The Eight Requirements of Real- Time Stream Processing: STREAM vs - PowerPoint PPT Presentation

The Eight Requirements of Real- Time Stream Processing: STREAM vs Storm Presentation by: Alex Galakatos John Meehan Tianyu Qian

Introduction to Streams ● Why streaming processing? ● Two ideas ○ High-volume streams of real-time data ○ Low-latency

Applications ● Stream filters ● Stream-relation joins ○ Select Rstream(Item.id, PriceTable.price) From Item [Now], PriceTable Where Item.id = PriceTable.itemId ○ Stream items with current price appended ● Sliding-window joins ○ Select Istream(*) From s1[rows 5], s2[rows 10] Where s1.A = s2.A ○ natural join of s1 and s2 with 5-tuple window on s1 and 10-tuple window on s2 ● Streaming aggregations ○ produce relation, not streams

Introduction to Streams(cont) ● Streaming Softwares ● Two Types ○ DB-based ○ Application-based

Introduction to STREAM / CQL ● DSMS (data stream management system) designed by Stanford in the early/mid 2000's ● Three main goals ○ Exploit well-understood relational semantics ○ Queries performing simple tasks are easy to write ○ Simple yet expressive ● SQL-like language

Streams and Relations ● Streams ○ Continuous, possibly infinite multiset of elements {tuple, timestamp} ● Relations ○ Static, finite multiset of tuples belonging to a given timestamp Example: Moving vehicles through tolls

Streams vs Relations ● CQL is designed to perform all transformative operations on relations ● Streams are converted into relations before operations are performed, and then back into streams ● Tuples with the same timestamp are treated as a relation, similar to a "batch"
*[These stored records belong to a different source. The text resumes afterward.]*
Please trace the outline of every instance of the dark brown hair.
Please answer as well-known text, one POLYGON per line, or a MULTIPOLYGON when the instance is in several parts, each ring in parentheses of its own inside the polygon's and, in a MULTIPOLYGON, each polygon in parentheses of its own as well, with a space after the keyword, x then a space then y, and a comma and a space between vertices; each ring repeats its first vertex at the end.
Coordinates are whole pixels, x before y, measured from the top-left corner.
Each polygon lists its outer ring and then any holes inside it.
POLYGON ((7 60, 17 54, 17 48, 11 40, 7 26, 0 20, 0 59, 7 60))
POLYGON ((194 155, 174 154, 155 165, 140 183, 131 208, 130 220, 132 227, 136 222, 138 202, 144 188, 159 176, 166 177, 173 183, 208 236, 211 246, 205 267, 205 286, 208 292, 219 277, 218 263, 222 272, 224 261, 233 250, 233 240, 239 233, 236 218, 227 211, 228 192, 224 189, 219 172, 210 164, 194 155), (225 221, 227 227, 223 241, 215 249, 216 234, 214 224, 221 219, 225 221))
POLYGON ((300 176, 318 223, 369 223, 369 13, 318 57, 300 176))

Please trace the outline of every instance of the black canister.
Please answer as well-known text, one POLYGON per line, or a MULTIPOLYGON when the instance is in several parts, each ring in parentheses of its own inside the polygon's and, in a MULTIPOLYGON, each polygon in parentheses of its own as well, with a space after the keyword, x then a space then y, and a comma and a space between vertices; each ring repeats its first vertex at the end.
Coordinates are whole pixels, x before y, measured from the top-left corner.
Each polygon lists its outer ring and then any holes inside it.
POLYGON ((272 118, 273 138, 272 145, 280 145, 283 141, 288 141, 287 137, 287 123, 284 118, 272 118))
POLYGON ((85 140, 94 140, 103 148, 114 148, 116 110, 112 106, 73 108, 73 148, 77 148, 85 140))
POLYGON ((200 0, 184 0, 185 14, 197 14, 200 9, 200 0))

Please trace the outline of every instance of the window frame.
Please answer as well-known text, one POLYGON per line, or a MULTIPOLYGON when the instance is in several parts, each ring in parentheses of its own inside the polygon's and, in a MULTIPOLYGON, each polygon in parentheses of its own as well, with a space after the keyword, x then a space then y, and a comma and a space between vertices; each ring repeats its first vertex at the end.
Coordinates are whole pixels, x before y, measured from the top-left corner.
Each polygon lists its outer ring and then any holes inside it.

Transform Relations to Streams Three methods of generating a new stream ● Istream (insert stream) ○ new tuple at present ● Dstream (delete stream) ○ tuple removed at present ● Rstream (relation stream) ○ tuple exists at present

Introduction to Storm ● "Workflow engine" or "Computation Graph" ● Distributed, fault tolerant stream processing ● Hadoop : MapReduce Job :: Storm : Topology ● Scales horizontally ● No single point of failure

Topology ● Topology ○ network of spouts & bolts ○ runs indefinitely ● Spout -- source of a stream (Twitter API, queue) ● Bolt -- processes input stream(s) and can produce output stream(s)

Example TopologyBuilder builder = new TopologyBuilder(); builder.setSpout("words", new TestWordSpout()); builder.setBolt("exclaim1", new ExclamationBolt()). shuffleGrouping("words"); builder.setBolt("exclaim2", new ExclamationBolt()). shuffleGrouping("exclaim1");

Features ● Guarantees ○ EVERY tuple will be processed ○ At-least-once & exactly once processing ● Fault Tolerant ○ Worker failures (Supervisor) ○ Coordinator failures (Nimbus) ● Scalable on commodity hardware ● Open Source ● Bolts defined in any language

Rule 1: Keep the Data Moving ● Latency of Storage operations and polling ● Process messages "in-stream" ● No requirement to store to perform any operations ● Active processing model(non-polling)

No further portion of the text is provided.